Your Phones Are Dead
October 27, 2015
If you recall the 1990's business book, "Who Moved My Cheese," by Spencer Johnson, it is the story of two mice in a maze who suddenly discover that their cheese is not in the same spot every day. One mouse keeps returning to where the cheese used to be, one adapts by exploring new areas, and finds new cheese.
For every radio show in North America, similarly, their cheese has moved in a similar way: Hosts who used to count on caller response for content are finding that the phones are just not ringing anymore.
Local laws have restricted mobile phone use while driving, and in-car is where the vast majority of listening happens. Plus, younger consumers would rather text, Snapchat or instant message than talk on the phone.
So, how can you adapt and evolve? Diminished caller interaction doesn't have to mean the end of your show. It does mean the end of you "doing it the way we've always done it."
Here are some caller replacement tips that we have seen practiced effectively:
Don't call us, we'll call you.
The John Boy and Billy Big Show invites listeners to submit their contact information in a "Be On The Big Show" page on their website. You can invite listeners to participate in contests and phone topics by signing up in advance. (TV shows like Ellen, Rachel Ray and Steve Harvey have been practicing this for years.) Support this tactic with produced on-air imaging inviting listeners to "Be a participant or a contestant on the show." Remember, the hugely successful "Car Talk" show on NPR never took live calls. Listeners left voicemails throughout the week and the producer got the good ones on the phone for the hosts before the show. (Hey - there's another idea: Set up your own listener voicemail.)
You can no longer throw out ideas on the air spontaneously and expect callers to instantaneously respond. In the future, you'll have to think ahead and plan your content more in advance, as you'll see in the ideas below.
Post topics on social media
...in advance of the show and invite those who interact to call into the show. Post topics even two to three days before the show, and not only will you find interesting people for the phone, you can gauge which topics are hot or not by the interaction.
Post topics online, message boards, Craigslist, Kajiji etc.
And invite listeners to e-mail you if they have a story relating to a topic. Example: Post on "gigs" that you're looking for people who divorced and then reunited with the ex who are willing to tell their story. You can offer $5 bucks per story, but people will respond just because they want to be on the radio.

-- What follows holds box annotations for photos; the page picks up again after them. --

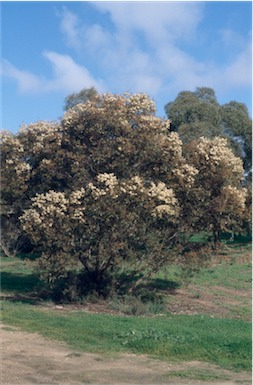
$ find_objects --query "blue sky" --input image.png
[0,1,252,132]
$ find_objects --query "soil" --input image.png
[0,325,251,385]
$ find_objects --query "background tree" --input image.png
[165,87,252,178]
[187,137,247,243]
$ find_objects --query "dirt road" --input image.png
[0,325,251,385]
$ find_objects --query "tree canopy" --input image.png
[1,90,248,292]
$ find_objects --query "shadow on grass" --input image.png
[148,278,181,294]
[1,272,41,294]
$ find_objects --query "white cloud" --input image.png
[1,60,42,93]
[58,7,80,49]
[44,51,102,92]
[57,1,251,106]
[1,51,103,93]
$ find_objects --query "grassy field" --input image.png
[1,238,252,379]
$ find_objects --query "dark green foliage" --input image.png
[165,87,252,179]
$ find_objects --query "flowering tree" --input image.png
[1,94,249,291]
[187,137,248,242]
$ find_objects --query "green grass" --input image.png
[163,368,230,381]
[2,301,251,370]
[1,245,252,372]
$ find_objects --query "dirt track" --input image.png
[0,325,251,385]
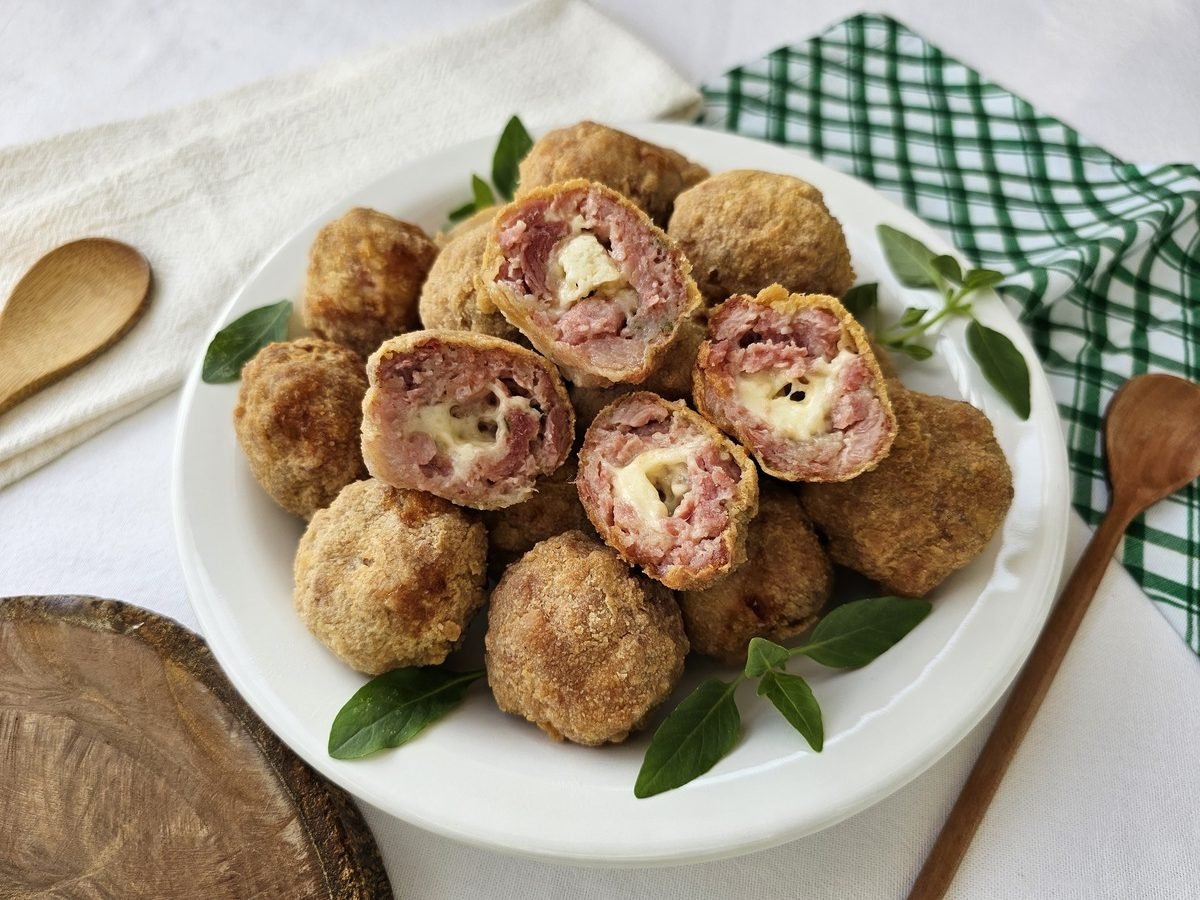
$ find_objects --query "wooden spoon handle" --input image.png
[908,505,1133,900]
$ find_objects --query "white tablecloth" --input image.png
[0,0,1200,900]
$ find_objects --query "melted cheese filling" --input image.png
[612,446,691,521]
[409,388,529,476]
[550,234,628,310]
[734,350,854,440]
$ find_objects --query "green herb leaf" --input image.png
[200,300,292,384]
[492,115,533,200]
[470,175,496,211]
[841,281,880,319]
[875,224,940,288]
[758,672,824,754]
[890,343,934,360]
[934,254,962,284]
[967,322,1031,419]
[793,596,932,668]
[745,637,792,678]
[329,667,485,760]
[634,678,742,798]
[962,269,1004,294]
[446,200,475,224]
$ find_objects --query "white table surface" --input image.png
[0,0,1200,899]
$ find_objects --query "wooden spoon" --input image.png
[908,374,1200,900]
[0,238,150,414]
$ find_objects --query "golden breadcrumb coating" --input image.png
[518,121,708,228]
[294,479,487,674]
[800,383,1013,596]
[233,337,367,518]
[667,169,854,304]
[302,208,438,359]
[485,532,688,745]
[678,479,833,665]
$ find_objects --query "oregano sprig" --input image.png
[448,115,533,222]
[844,224,1031,419]
[634,596,932,798]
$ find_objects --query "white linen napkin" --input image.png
[0,0,700,487]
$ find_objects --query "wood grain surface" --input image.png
[0,596,391,900]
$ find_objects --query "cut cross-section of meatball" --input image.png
[694,284,896,481]
[576,391,758,590]
[362,331,575,509]
[480,180,701,386]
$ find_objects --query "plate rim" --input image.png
[170,122,1070,866]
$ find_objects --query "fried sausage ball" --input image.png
[520,122,708,228]
[485,532,688,745]
[294,479,487,674]
[678,479,833,664]
[667,169,854,304]
[420,210,523,343]
[802,382,1013,596]
[484,456,592,577]
[233,337,367,518]
[304,208,438,358]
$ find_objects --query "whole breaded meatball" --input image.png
[304,208,438,358]
[294,479,487,674]
[485,532,688,745]
[518,122,708,228]
[800,382,1013,596]
[419,210,524,343]
[233,337,367,518]
[667,169,854,304]
[678,479,833,664]
[484,456,593,577]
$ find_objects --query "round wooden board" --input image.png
[0,596,391,900]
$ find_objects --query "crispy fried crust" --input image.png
[800,384,1013,596]
[485,532,688,746]
[692,284,896,481]
[520,121,708,228]
[233,337,367,518]
[302,208,438,359]
[667,169,854,304]
[576,391,758,590]
[678,481,833,665]
[420,209,523,341]
[294,479,487,674]
[362,329,575,510]
[476,179,703,388]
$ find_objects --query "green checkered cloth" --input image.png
[704,16,1200,653]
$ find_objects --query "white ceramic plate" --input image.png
[174,124,1068,865]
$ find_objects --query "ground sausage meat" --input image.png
[362,331,574,509]
[577,392,758,589]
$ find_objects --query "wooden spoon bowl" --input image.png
[0,238,150,414]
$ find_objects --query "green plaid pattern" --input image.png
[704,16,1200,653]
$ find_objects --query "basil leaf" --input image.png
[758,672,824,754]
[492,115,533,200]
[934,254,962,284]
[967,322,1031,419]
[875,224,938,288]
[446,200,475,223]
[796,596,932,668]
[634,678,742,799]
[745,637,792,678]
[962,269,1004,294]
[470,175,496,211]
[892,343,934,360]
[200,300,292,384]
[329,667,485,760]
[841,281,880,319]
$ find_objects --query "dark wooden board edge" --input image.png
[0,595,394,900]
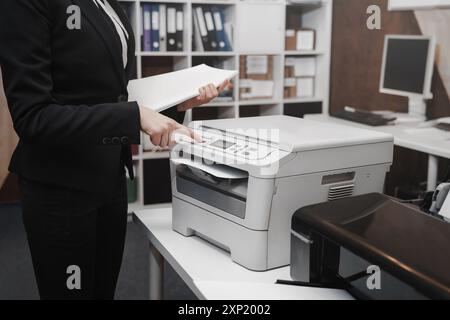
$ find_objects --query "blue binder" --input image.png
[150,4,160,51]
[211,7,233,51]
[142,4,152,51]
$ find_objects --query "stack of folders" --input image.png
[192,5,233,51]
[127,166,138,203]
[141,3,184,51]
[239,55,275,100]
[119,1,133,20]
[284,57,316,99]
[285,29,316,51]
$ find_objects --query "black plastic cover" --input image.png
[292,193,450,299]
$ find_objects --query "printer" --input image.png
[291,193,450,300]
[170,116,393,271]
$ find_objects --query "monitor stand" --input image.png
[408,97,427,121]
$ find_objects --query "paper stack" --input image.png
[128,64,238,112]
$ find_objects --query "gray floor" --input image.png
[0,204,195,300]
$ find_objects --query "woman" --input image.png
[0,0,228,299]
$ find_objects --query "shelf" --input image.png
[141,51,188,57]
[239,99,280,106]
[204,101,235,108]
[191,0,236,5]
[239,50,281,56]
[192,51,236,57]
[284,50,323,56]
[141,151,169,160]
[283,97,323,103]
[140,0,188,4]
[128,201,144,214]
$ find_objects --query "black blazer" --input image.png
[0,0,140,191]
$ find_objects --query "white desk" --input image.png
[133,206,352,300]
[305,115,450,191]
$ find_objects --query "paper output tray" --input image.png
[173,161,248,219]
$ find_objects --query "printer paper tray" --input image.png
[176,165,248,219]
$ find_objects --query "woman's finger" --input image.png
[219,80,231,92]
[198,87,206,101]
[209,84,219,98]
[150,133,161,147]
[161,131,169,148]
[206,85,214,101]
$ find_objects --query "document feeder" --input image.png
[171,116,393,271]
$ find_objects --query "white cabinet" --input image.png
[236,2,285,53]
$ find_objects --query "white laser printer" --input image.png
[170,116,393,271]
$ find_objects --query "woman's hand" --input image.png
[177,80,231,111]
[139,107,201,148]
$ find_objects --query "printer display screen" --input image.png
[211,140,235,150]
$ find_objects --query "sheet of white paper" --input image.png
[439,193,450,222]
[246,56,269,74]
[405,128,450,141]
[251,80,274,97]
[294,58,316,77]
[170,158,248,179]
[128,64,238,112]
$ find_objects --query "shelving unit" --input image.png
[120,0,333,210]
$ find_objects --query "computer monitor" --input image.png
[380,35,436,118]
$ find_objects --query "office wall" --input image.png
[330,0,450,118]
[330,0,450,195]
[0,70,18,202]
[415,9,450,100]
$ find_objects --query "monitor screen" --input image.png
[382,37,430,94]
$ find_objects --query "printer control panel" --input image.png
[178,133,276,160]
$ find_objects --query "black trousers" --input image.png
[20,174,127,300]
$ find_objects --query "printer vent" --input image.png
[328,184,355,201]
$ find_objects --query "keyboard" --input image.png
[331,110,396,127]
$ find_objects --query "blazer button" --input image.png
[111,137,120,144]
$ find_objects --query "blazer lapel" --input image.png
[72,0,126,87]
[109,0,136,76]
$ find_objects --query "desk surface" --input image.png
[133,206,352,300]
[305,114,450,159]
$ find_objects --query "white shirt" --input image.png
[93,0,129,69]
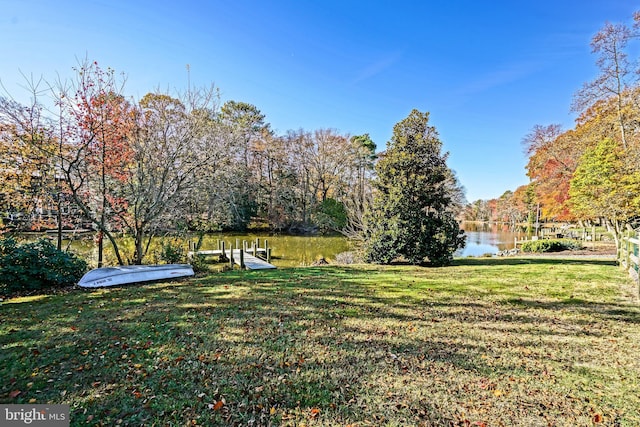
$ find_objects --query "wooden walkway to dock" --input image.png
[189,249,277,270]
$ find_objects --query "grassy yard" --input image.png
[0,258,640,426]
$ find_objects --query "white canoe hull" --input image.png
[78,264,193,288]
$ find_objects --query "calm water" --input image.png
[30,223,524,267]
[49,234,350,267]
[456,222,525,257]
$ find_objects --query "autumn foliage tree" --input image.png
[363,110,465,265]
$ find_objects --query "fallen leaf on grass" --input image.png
[209,400,224,411]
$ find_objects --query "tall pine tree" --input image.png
[364,110,465,266]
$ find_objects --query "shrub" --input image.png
[521,240,582,253]
[0,238,87,294]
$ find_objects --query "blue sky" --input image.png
[0,0,640,201]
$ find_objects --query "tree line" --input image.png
[0,61,464,266]
[0,61,376,263]
[462,12,640,251]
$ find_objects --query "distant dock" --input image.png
[188,239,277,270]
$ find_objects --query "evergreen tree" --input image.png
[364,110,465,265]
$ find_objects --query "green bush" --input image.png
[0,238,87,294]
[521,240,582,253]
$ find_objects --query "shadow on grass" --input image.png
[0,258,640,425]
[452,256,618,267]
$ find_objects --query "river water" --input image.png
[37,223,524,267]
[456,222,525,257]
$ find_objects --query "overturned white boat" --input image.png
[78,264,193,288]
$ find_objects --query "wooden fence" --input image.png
[618,237,640,282]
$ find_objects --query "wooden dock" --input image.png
[188,241,277,270]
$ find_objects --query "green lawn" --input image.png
[0,258,640,426]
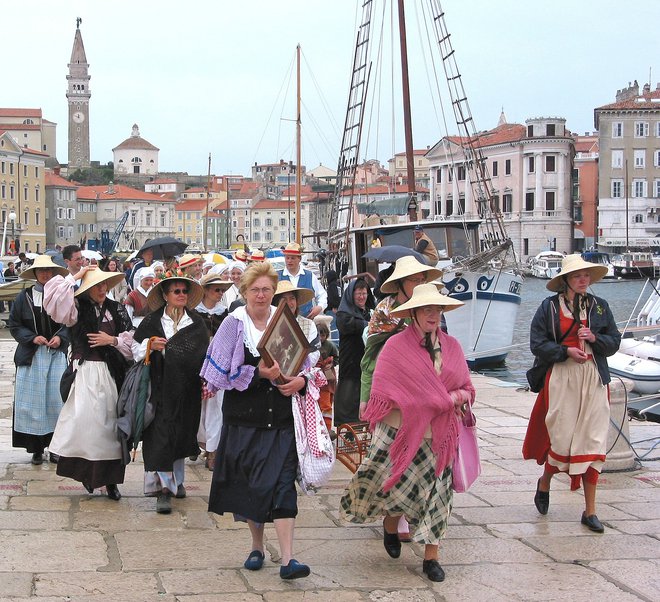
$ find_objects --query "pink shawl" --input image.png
[365,326,474,491]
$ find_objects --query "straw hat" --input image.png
[199,272,232,293]
[75,269,126,297]
[147,276,204,311]
[282,242,302,257]
[380,255,442,294]
[271,280,314,305]
[179,253,204,270]
[18,255,69,280]
[545,253,607,293]
[248,249,266,261]
[390,282,463,318]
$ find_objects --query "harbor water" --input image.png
[479,277,653,385]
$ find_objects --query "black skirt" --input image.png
[209,424,298,523]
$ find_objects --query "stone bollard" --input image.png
[603,376,637,472]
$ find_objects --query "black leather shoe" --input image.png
[383,528,401,558]
[105,485,121,502]
[534,479,550,514]
[422,560,445,581]
[580,512,605,533]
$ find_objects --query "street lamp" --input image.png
[2,211,16,256]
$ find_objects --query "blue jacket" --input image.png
[529,294,621,385]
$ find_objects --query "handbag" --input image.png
[60,359,84,403]
[452,406,481,493]
[291,369,335,495]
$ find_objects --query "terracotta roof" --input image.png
[0,123,41,131]
[0,109,41,118]
[112,136,160,152]
[78,184,173,203]
[596,90,660,111]
[44,171,77,188]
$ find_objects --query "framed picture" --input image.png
[257,301,309,382]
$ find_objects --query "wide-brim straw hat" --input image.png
[179,253,204,270]
[75,269,126,297]
[545,253,607,293]
[199,272,233,292]
[380,255,442,294]
[147,276,204,311]
[390,282,464,318]
[18,255,69,280]
[271,280,314,306]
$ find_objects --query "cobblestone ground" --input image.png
[0,331,660,602]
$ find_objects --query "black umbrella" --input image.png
[362,245,426,265]
[138,236,188,259]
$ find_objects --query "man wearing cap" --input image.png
[413,225,439,266]
[277,242,328,320]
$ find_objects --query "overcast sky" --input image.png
[0,0,660,175]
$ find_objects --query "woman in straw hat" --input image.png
[341,283,474,581]
[133,276,209,514]
[523,255,621,533]
[8,255,70,464]
[360,256,442,541]
[44,266,133,500]
[195,272,232,470]
[201,262,313,579]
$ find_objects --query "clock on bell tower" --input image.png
[66,17,92,170]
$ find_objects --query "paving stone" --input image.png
[0,571,33,598]
[0,531,108,573]
[35,571,162,600]
[158,568,247,596]
[525,526,660,562]
[589,548,660,600]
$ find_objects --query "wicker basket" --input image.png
[336,422,371,472]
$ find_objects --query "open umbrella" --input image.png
[362,245,426,265]
[138,236,188,259]
[80,249,103,261]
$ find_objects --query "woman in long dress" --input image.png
[9,255,70,464]
[201,262,313,579]
[341,283,475,581]
[335,278,376,426]
[133,276,209,514]
[523,255,621,533]
[44,266,133,500]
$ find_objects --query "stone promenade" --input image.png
[0,331,660,602]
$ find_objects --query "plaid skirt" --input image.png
[340,422,453,545]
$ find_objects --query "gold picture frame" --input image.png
[257,300,310,384]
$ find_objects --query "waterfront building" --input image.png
[78,182,176,250]
[572,132,598,251]
[0,108,57,167]
[387,146,429,188]
[66,18,92,173]
[0,130,48,254]
[45,170,77,249]
[594,81,660,252]
[112,123,160,183]
[422,112,575,261]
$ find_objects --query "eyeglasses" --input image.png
[248,287,273,297]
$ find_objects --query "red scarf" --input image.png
[365,326,474,491]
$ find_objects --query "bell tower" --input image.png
[66,17,92,170]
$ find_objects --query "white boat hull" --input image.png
[442,270,522,365]
[607,351,660,395]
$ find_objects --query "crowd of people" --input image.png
[5,241,620,582]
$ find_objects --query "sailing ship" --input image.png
[328,0,523,366]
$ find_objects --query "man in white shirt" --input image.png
[277,242,328,320]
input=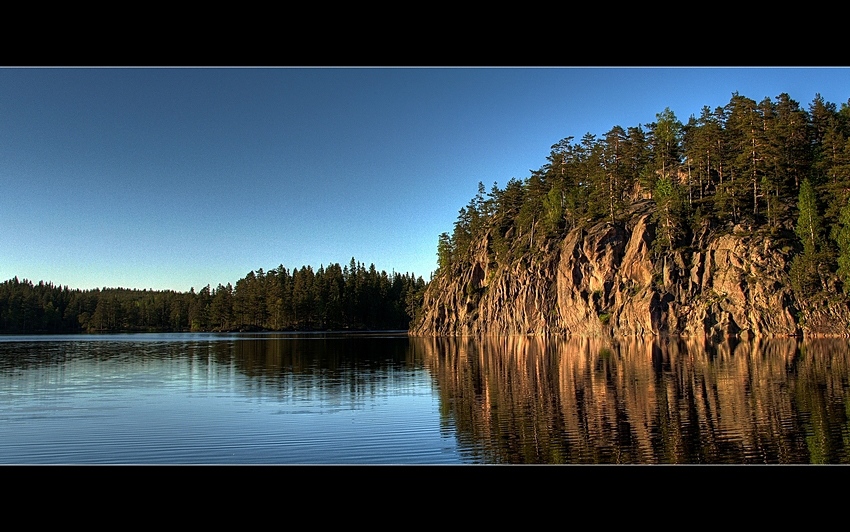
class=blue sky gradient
[0,67,850,291]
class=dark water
[0,333,850,464]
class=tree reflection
[411,336,850,464]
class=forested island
[9,89,850,336]
[411,93,850,336]
[0,258,426,334]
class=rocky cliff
[411,202,850,336]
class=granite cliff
[410,200,850,337]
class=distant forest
[436,93,850,302]
[0,258,426,333]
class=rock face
[410,202,850,336]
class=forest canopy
[437,93,850,297]
[0,258,425,333]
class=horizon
[0,67,850,292]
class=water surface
[0,333,850,464]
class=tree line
[437,92,850,295]
[0,258,425,333]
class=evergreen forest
[436,93,850,302]
[0,258,425,333]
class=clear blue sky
[0,67,850,291]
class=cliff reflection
[411,336,850,464]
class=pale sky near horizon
[0,67,850,291]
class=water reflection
[411,337,850,464]
[0,334,850,464]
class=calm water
[0,333,850,464]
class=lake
[0,332,850,464]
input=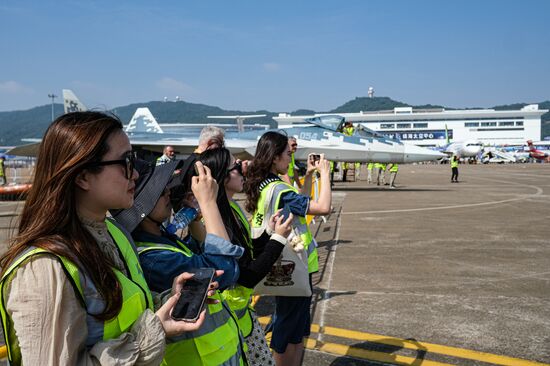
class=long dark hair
[0,112,122,320]
[244,131,288,213]
[199,148,247,248]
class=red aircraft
[527,140,548,160]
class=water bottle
[166,206,199,234]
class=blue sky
[0,0,550,112]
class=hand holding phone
[275,205,294,238]
[171,268,215,322]
[191,161,218,210]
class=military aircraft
[126,108,444,163]
[7,90,444,163]
[527,140,550,160]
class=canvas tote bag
[254,183,313,297]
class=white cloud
[0,80,33,94]
[263,62,281,72]
[155,77,193,93]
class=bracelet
[270,233,288,245]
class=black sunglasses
[227,161,244,176]
[85,151,136,179]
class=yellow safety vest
[252,179,319,273]
[0,220,153,365]
[344,127,355,136]
[136,240,246,366]
[287,153,296,181]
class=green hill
[0,97,550,146]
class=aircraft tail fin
[125,108,164,133]
[63,89,88,113]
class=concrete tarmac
[259,164,550,366]
[0,164,550,366]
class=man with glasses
[281,136,302,188]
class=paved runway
[0,164,550,366]
[259,164,550,366]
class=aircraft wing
[6,140,40,156]
[285,127,445,163]
[128,132,256,159]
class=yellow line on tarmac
[316,343,452,366]
[259,317,550,366]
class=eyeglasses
[227,161,244,176]
[85,151,136,179]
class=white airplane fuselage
[443,140,483,158]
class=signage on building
[378,130,453,140]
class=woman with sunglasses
[244,131,331,366]
[0,112,204,365]
[111,160,249,366]
[199,148,292,365]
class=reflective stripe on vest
[222,200,254,338]
[252,180,319,273]
[287,153,296,178]
[136,242,244,366]
[0,220,153,364]
[229,200,254,254]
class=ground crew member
[374,163,386,186]
[342,122,355,182]
[367,163,374,184]
[451,155,458,183]
[0,155,6,186]
[157,146,176,165]
[389,163,399,189]
[281,136,302,188]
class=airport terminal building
[274,104,548,147]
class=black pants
[451,167,458,182]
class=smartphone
[310,154,321,161]
[193,162,200,177]
[171,268,215,322]
[281,204,290,222]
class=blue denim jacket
[132,230,244,293]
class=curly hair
[244,131,288,213]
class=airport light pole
[48,93,57,122]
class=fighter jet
[126,108,444,163]
[8,91,444,163]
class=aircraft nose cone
[404,145,446,163]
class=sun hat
[110,160,181,232]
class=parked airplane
[8,92,444,163]
[207,114,266,132]
[527,140,550,160]
[126,108,444,163]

Build a list of reliable characters who can participate in the show.
When you encounter a funny, well-spoken caller, ask for their number and reach out to them again on the phone in advance of an on-air topic for their input. Some can become part of the cast of the show over time.
Build a "panel of experts."
Like a marriage counselor, police spokesperson, lawyer, psychologist, etc. who will contribute to topics on the show. Contact them about bringing stories and experiences to a topic before the show begins
Record topics and contests on-location.
Example: If you play a trivia contest, play it on the street with a random passer-by. Award the prize in-person, record and edit the interaction and air it later on the show. You can also bank several at once this way. For example, at the next summer festival you attend, take your recorder and ask the people that you encounter for their experiences relating to the coming week's topics, the same as you would have asked phone callers for input in the past.
Record and edit.
It is a convention with some shows that live listener interactions are crucial for spontaneity. While live calls might feel more energetic in the studio, our experience shows that callers are not trained performers and that most need a judicious editing to make their contribution compelling. When you have listener interaction "in the can," it gives you the opportunity to tease ahead to it more effectively, because you know in advance what they are going to say and how to pre-sell it. Besides that, the future of radio will involve more podcasting, more app-based content and more specialized online streams so you will be doing more pre-production in the years ahead anyway. Use that to your advantage and edit out the weaker moments all that you can.
The old saying is true: "Every problem is an opportunity." Adapting to and embracing this change in consumer behavior gives you new avenues for great on-air content, and it can improve your chances of producing reliable, entertaining show segments.